Bin Laden's villa lacked Internet, phone service
Absence of communications was one key tip-off to U.S. intelligence officials
Computerworld - The absence of Internet and telephone service at Osama bin Laden's $1 million hiding place helped tip off intelligence experts that the Al Qaeda leader was indeed there.
The compound in the outskirts of Abbottabad sits near homes of professionals who drive Toyotas and use wired and wireless phones and computers, according to various reports.
An IT consultant in Abottabad, the town where bin Laden was killed, inadvertently "live blogged" an early sign of the military operation on Twitter, without realizing its importance until much later.
As such, a walled-in compound without basic communications essentials would certainly stick out, and it indeed drew the attention of U.S. intelligence officials during months of surveillance, according to reports in the New York Times and CNN based on interviews with officials in the Obama Administration.
Another sign of what was inside: Trash wasn't put out for collection -- it was burned, these officials reported.
Bin Laden apparently kept touch with with the outside world from the compound in Pakistan in a decidedly non-tech way -- using a trusted courier who would arrive and leave the facility with messages.
That courier first came to light when detainees in Guantanamo Bay, Cuba, gave the courier's pseudonym and said he was a student of Khalid Shaikh Mohammed, who confessed to hatching the Sept. 11 attacks.
Intelligence officials finally tracked the courier last August to the Abbottabad compound, which sits about 35 miles from Islamabad, the capital of Pakistan. Using satellite photos and other intelligence, CIA officials developed the theory Bin Laden was hiding inside. The absence of telephone and Internet evidently bolstered their suspicions.
Not having telephone and Internet service would arouse suspicions much in the same way that fictional detective Sherlock Holmes took note of how a dog did NOT bark at an intruder. In that example, from "The Adventure of Silver Blaze" by Arthur Conan Doyle, a famous race horse was stolen and its trainer killed at a stable where the dog slept and the dog obviously knew the intruder well or would have barked, Holmes reasoned.
"Intelligence work is about taking all the evidence you have, even obscure details, and building a case," said Craig Mathias, a communications analyst for Farpoint Group.
"So if you were to look at a $1 million villa with no phone or Internet and the surrounding homes did have those things, that that would be interesting," he added. "It didn't mean, obviously, that Osama bin Laden was there, and they had to have a great deal of information to conclude that. The more information you have, the better, but sometimes inference is all you can get."

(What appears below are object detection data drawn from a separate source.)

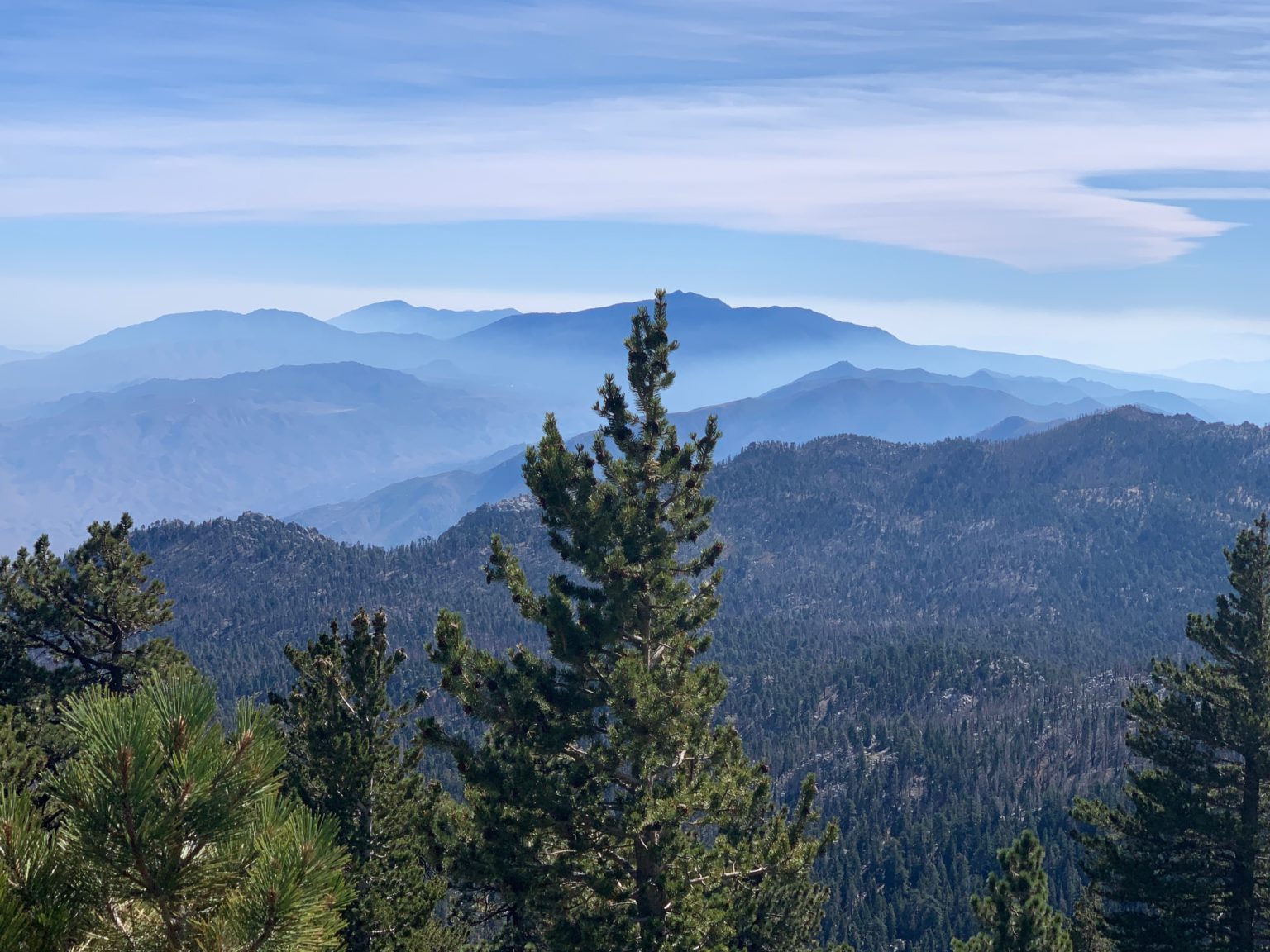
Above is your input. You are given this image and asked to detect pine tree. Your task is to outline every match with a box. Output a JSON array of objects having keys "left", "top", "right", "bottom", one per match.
[
  {"left": 1074, "top": 514, "right": 1270, "bottom": 952},
  {"left": 0, "top": 513, "right": 181, "bottom": 693},
  {"left": 952, "top": 831, "right": 1072, "bottom": 952},
  {"left": 420, "top": 292, "right": 836, "bottom": 952},
  {"left": 0, "top": 513, "right": 192, "bottom": 789},
  {"left": 273, "top": 611, "right": 462, "bottom": 952},
  {"left": 0, "top": 678, "right": 346, "bottom": 952},
  {"left": 1072, "top": 890, "right": 1115, "bottom": 952}
]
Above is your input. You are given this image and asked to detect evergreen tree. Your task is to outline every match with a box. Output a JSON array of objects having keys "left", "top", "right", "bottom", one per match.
[
  {"left": 0, "top": 679, "right": 346, "bottom": 952},
  {"left": 0, "top": 513, "right": 181, "bottom": 694},
  {"left": 952, "top": 831, "right": 1072, "bottom": 952},
  {"left": 0, "top": 513, "right": 192, "bottom": 789},
  {"left": 1072, "top": 890, "right": 1115, "bottom": 952},
  {"left": 420, "top": 292, "right": 836, "bottom": 952},
  {"left": 1076, "top": 514, "right": 1270, "bottom": 952},
  {"left": 273, "top": 611, "right": 462, "bottom": 952}
]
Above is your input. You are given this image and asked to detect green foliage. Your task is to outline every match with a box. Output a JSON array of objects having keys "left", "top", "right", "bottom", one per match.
[
  {"left": 0, "top": 678, "right": 346, "bottom": 952},
  {"left": 952, "top": 831, "right": 1072, "bottom": 952},
  {"left": 420, "top": 292, "right": 836, "bottom": 952},
  {"left": 0, "top": 513, "right": 180, "bottom": 693},
  {"left": 0, "top": 513, "right": 190, "bottom": 789},
  {"left": 1076, "top": 516, "right": 1270, "bottom": 952},
  {"left": 1072, "top": 890, "right": 1115, "bottom": 952},
  {"left": 273, "top": 611, "right": 462, "bottom": 952}
]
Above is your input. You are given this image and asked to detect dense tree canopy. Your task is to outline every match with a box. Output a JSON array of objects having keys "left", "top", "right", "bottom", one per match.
[
  {"left": 424, "top": 292, "right": 834, "bottom": 952},
  {"left": 0, "top": 678, "right": 346, "bottom": 952},
  {"left": 1077, "top": 516, "right": 1270, "bottom": 952}
]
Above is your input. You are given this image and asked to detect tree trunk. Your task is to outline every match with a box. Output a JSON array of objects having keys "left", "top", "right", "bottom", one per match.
[{"left": 1230, "top": 741, "right": 1261, "bottom": 952}]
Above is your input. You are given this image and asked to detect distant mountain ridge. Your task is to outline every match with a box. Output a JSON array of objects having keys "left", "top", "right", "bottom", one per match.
[
  {"left": 137, "top": 407, "right": 1270, "bottom": 689},
  {"left": 0, "top": 363, "right": 540, "bottom": 551},
  {"left": 287, "top": 362, "right": 1206, "bottom": 545},
  {"left": 7, "top": 292, "right": 1270, "bottom": 422},
  {"left": 329, "top": 301, "right": 519, "bottom": 340},
  {"left": 0, "top": 346, "right": 40, "bottom": 363},
  {"left": 0, "top": 310, "right": 439, "bottom": 405}
]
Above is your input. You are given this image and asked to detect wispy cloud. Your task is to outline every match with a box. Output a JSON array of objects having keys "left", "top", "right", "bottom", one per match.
[{"left": 0, "top": 0, "right": 1270, "bottom": 269}]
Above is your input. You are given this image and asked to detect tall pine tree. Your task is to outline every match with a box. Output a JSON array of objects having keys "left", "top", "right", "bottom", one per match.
[
  {"left": 272, "top": 611, "right": 462, "bottom": 952},
  {"left": 422, "top": 292, "right": 836, "bottom": 952},
  {"left": 0, "top": 513, "right": 192, "bottom": 788},
  {"left": 952, "top": 831, "right": 1072, "bottom": 952},
  {"left": 1076, "top": 516, "right": 1270, "bottom": 952}
]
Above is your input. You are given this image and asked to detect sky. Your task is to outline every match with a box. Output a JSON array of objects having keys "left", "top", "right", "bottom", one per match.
[{"left": 0, "top": 0, "right": 1270, "bottom": 369}]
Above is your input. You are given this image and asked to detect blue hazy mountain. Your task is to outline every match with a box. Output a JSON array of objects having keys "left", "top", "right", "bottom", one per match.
[
  {"left": 447, "top": 291, "right": 1270, "bottom": 413},
  {"left": 329, "top": 301, "right": 519, "bottom": 340},
  {"left": 974, "top": 416, "right": 1066, "bottom": 443},
  {"left": 289, "top": 363, "right": 1133, "bottom": 545},
  {"left": 789, "top": 360, "right": 1220, "bottom": 420},
  {"left": 1173, "top": 360, "right": 1270, "bottom": 390},
  {"left": 0, "top": 363, "right": 541, "bottom": 552},
  {"left": 0, "top": 311, "right": 439, "bottom": 416},
  {"left": 10, "top": 292, "right": 1270, "bottom": 426},
  {"left": 0, "top": 346, "right": 40, "bottom": 363}
]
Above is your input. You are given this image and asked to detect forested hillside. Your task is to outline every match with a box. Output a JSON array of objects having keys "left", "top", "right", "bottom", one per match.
[{"left": 121, "top": 409, "right": 1270, "bottom": 952}]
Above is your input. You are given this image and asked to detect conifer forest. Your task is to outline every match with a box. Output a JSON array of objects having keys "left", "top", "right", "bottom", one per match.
[{"left": 7, "top": 292, "right": 1270, "bottom": 952}]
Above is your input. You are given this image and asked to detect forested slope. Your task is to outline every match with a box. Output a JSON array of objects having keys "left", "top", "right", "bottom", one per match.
[{"left": 121, "top": 410, "right": 1270, "bottom": 952}]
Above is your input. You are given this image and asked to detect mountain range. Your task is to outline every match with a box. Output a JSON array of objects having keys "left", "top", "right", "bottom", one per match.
[
  {"left": 0, "top": 346, "right": 40, "bottom": 363},
  {"left": 289, "top": 362, "right": 1206, "bottom": 545},
  {"left": 330, "top": 301, "right": 519, "bottom": 340},
  {"left": 7, "top": 292, "right": 1270, "bottom": 550},
  {"left": 0, "top": 363, "right": 540, "bottom": 549}
]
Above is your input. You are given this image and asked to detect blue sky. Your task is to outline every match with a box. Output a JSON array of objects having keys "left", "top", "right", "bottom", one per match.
[{"left": 0, "top": 0, "right": 1270, "bottom": 368}]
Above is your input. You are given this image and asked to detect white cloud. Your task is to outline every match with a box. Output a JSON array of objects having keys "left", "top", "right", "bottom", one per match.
[{"left": 7, "top": 0, "right": 1270, "bottom": 269}]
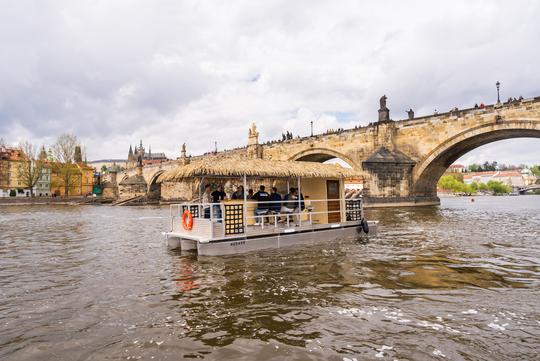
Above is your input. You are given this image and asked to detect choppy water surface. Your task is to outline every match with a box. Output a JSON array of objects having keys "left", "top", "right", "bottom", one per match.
[{"left": 0, "top": 196, "right": 540, "bottom": 361}]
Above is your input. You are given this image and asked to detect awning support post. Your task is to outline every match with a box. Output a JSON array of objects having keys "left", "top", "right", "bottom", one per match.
[
  {"left": 297, "top": 177, "right": 302, "bottom": 226},
  {"left": 243, "top": 174, "right": 247, "bottom": 233}
]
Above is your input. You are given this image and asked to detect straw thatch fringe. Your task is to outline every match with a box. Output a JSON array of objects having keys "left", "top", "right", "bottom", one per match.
[{"left": 157, "top": 157, "right": 360, "bottom": 182}]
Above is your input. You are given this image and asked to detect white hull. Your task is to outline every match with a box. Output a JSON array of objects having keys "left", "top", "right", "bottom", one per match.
[{"left": 167, "top": 221, "right": 378, "bottom": 256}]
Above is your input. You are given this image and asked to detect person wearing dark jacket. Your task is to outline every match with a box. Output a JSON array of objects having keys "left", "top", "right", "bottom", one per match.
[
  {"left": 251, "top": 185, "right": 270, "bottom": 224},
  {"left": 269, "top": 187, "right": 281, "bottom": 213}
]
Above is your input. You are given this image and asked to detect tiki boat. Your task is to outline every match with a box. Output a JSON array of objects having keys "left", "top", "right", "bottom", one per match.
[{"left": 159, "top": 158, "right": 378, "bottom": 256}]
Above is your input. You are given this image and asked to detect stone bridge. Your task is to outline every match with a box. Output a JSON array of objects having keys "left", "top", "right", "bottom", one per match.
[{"left": 120, "top": 97, "right": 540, "bottom": 205}]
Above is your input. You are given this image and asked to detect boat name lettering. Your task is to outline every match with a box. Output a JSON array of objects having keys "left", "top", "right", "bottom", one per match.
[{"left": 229, "top": 241, "right": 246, "bottom": 247}]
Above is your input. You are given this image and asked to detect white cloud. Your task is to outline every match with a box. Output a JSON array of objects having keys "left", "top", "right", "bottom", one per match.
[{"left": 0, "top": 0, "right": 540, "bottom": 163}]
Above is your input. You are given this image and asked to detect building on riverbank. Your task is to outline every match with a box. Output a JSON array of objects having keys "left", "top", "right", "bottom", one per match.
[
  {"left": 127, "top": 139, "right": 169, "bottom": 168},
  {"left": 463, "top": 169, "right": 536, "bottom": 189}
]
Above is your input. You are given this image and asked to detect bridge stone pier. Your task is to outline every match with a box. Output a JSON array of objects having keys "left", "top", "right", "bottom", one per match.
[{"left": 119, "top": 97, "right": 540, "bottom": 206}]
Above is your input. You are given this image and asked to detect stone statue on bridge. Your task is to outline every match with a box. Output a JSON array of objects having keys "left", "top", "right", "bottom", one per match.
[
  {"left": 379, "top": 95, "right": 388, "bottom": 110},
  {"left": 379, "top": 95, "right": 390, "bottom": 123}
]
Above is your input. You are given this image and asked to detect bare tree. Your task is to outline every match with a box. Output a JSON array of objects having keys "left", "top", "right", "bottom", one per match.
[
  {"left": 17, "top": 141, "right": 43, "bottom": 197},
  {"left": 52, "top": 134, "right": 80, "bottom": 196},
  {"left": 0, "top": 138, "right": 9, "bottom": 188}
]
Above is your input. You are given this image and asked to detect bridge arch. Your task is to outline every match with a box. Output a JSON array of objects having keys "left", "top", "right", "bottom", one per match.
[
  {"left": 289, "top": 148, "right": 361, "bottom": 169},
  {"left": 412, "top": 119, "right": 540, "bottom": 197}
]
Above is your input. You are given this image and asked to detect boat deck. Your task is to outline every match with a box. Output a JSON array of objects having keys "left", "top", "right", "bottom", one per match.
[{"left": 166, "top": 221, "right": 360, "bottom": 243}]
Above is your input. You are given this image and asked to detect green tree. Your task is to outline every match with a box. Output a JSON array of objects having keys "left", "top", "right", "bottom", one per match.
[
  {"left": 17, "top": 141, "right": 43, "bottom": 197},
  {"left": 52, "top": 134, "right": 80, "bottom": 197}
]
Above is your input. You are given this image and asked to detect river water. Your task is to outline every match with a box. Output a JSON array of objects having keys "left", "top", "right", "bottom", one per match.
[{"left": 0, "top": 195, "right": 540, "bottom": 361}]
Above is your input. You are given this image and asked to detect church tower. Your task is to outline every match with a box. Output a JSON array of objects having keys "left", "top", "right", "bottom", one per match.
[{"left": 126, "top": 144, "right": 137, "bottom": 168}]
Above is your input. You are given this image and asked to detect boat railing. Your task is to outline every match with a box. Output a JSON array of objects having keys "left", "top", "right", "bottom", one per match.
[{"left": 170, "top": 198, "right": 364, "bottom": 238}]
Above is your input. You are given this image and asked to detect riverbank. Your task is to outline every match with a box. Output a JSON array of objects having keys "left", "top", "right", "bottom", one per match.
[{"left": 0, "top": 197, "right": 102, "bottom": 206}]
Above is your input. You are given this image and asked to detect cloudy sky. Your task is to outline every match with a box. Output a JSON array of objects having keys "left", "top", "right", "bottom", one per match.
[{"left": 0, "top": 0, "right": 540, "bottom": 163}]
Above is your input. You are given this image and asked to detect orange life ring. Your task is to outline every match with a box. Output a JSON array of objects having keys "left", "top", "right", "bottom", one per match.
[{"left": 182, "top": 209, "right": 193, "bottom": 231}]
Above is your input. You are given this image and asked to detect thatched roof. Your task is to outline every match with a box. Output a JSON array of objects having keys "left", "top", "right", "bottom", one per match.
[
  {"left": 118, "top": 175, "right": 146, "bottom": 186},
  {"left": 158, "top": 157, "right": 359, "bottom": 182}
]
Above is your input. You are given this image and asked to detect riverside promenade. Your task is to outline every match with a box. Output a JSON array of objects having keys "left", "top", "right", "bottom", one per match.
[{"left": 0, "top": 197, "right": 101, "bottom": 206}]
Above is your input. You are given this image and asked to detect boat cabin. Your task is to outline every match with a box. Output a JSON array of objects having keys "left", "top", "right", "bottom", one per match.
[{"left": 158, "top": 158, "right": 376, "bottom": 255}]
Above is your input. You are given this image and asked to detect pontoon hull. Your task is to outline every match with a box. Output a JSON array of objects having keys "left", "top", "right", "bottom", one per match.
[{"left": 167, "top": 221, "right": 378, "bottom": 256}]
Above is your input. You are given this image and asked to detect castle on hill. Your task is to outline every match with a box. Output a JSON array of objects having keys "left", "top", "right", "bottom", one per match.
[{"left": 127, "top": 139, "right": 168, "bottom": 168}]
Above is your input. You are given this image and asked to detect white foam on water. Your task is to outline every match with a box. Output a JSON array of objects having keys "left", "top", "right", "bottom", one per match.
[
  {"left": 416, "top": 321, "right": 444, "bottom": 331},
  {"left": 433, "top": 349, "right": 446, "bottom": 357},
  {"left": 488, "top": 321, "right": 508, "bottom": 331},
  {"left": 375, "top": 345, "right": 394, "bottom": 358}
]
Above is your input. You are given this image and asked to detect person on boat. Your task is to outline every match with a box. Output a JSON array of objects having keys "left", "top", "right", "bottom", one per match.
[
  {"left": 231, "top": 186, "right": 244, "bottom": 199},
  {"left": 281, "top": 187, "right": 298, "bottom": 219},
  {"left": 201, "top": 184, "right": 212, "bottom": 218},
  {"left": 269, "top": 187, "right": 281, "bottom": 221},
  {"left": 281, "top": 187, "right": 306, "bottom": 223},
  {"left": 251, "top": 185, "right": 270, "bottom": 224},
  {"left": 212, "top": 184, "right": 227, "bottom": 222}
]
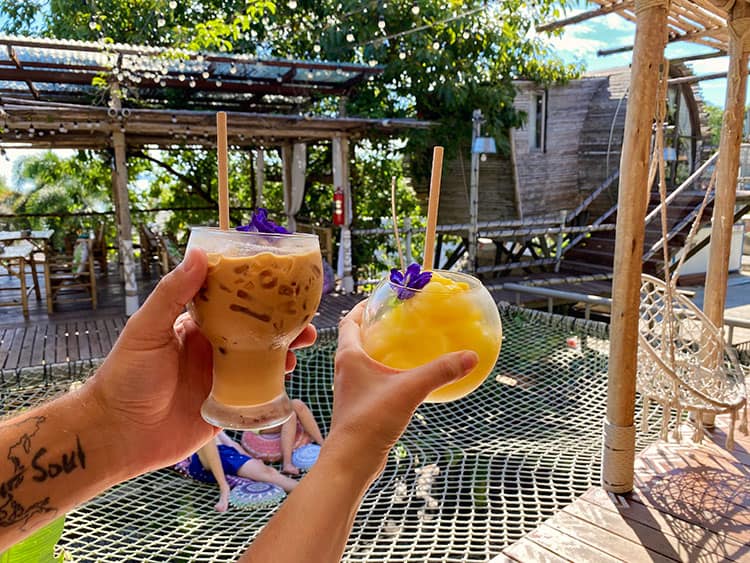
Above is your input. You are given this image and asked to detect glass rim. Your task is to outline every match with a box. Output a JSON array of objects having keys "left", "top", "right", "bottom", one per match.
[
  {"left": 188, "top": 225, "right": 319, "bottom": 240},
  {"left": 388, "top": 269, "right": 484, "bottom": 295}
]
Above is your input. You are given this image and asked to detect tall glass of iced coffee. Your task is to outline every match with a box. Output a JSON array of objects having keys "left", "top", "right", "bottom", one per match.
[{"left": 188, "top": 227, "right": 323, "bottom": 430}]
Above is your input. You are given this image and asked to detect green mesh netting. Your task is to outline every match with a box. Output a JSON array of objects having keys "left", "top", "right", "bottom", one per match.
[{"left": 2, "top": 305, "right": 692, "bottom": 562}]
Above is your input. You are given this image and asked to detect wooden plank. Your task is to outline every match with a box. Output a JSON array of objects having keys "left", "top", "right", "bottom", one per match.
[
  {"left": 546, "top": 509, "right": 677, "bottom": 563},
  {"left": 76, "top": 321, "right": 91, "bottom": 360},
  {"left": 55, "top": 323, "right": 68, "bottom": 364},
  {"left": 5, "top": 328, "right": 26, "bottom": 370},
  {"left": 44, "top": 324, "right": 57, "bottom": 364},
  {"left": 502, "top": 538, "right": 570, "bottom": 563},
  {"left": 628, "top": 485, "right": 750, "bottom": 544},
  {"left": 636, "top": 451, "right": 750, "bottom": 523},
  {"left": 65, "top": 322, "right": 81, "bottom": 362},
  {"left": 563, "top": 501, "right": 736, "bottom": 563},
  {"left": 525, "top": 524, "right": 621, "bottom": 563},
  {"left": 84, "top": 321, "right": 106, "bottom": 358},
  {"left": 31, "top": 324, "right": 47, "bottom": 366},
  {"left": 104, "top": 318, "right": 122, "bottom": 350},
  {"left": 0, "top": 328, "right": 16, "bottom": 369},
  {"left": 18, "top": 326, "right": 37, "bottom": 368},
  {"left": 579, "top": 487, "right": 750, "bottom": 561}
]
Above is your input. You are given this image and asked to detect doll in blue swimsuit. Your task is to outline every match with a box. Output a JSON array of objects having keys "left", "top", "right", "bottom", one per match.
[{"left": 188, "top": 431, "right": 297, "bottom": 512}]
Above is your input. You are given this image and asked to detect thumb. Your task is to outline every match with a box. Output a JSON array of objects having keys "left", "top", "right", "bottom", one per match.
[
  {"left": 404, "top": 350, "right": 479, "bottom": 401},
  {"left": 126, "top": 248, "right": 208, "bottom": 337}
]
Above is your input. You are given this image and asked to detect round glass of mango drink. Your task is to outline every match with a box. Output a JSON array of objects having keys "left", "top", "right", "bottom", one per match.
[
  {"left": 362, "top": 268, "right": 502, "bottom": 403},
  {"left": 188, "top": 227, "right": 323, "bottom": 430}
]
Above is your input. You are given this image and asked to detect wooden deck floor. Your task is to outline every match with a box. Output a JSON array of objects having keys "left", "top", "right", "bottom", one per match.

Al Qaeda is still considered an international threat without bin Laden, and it's likely the terrorist group won't rely on sophisticated communications to stay connected, Mathias said.
"The scary thing is that Al Qaeda is large distributed group that was loosely held together under Osama," Mathias said. "Fanatical groups don't need much [technology] to get along well. They just need to know the right people. Unfortunately, we'll all be in a heightened state of alert for a while."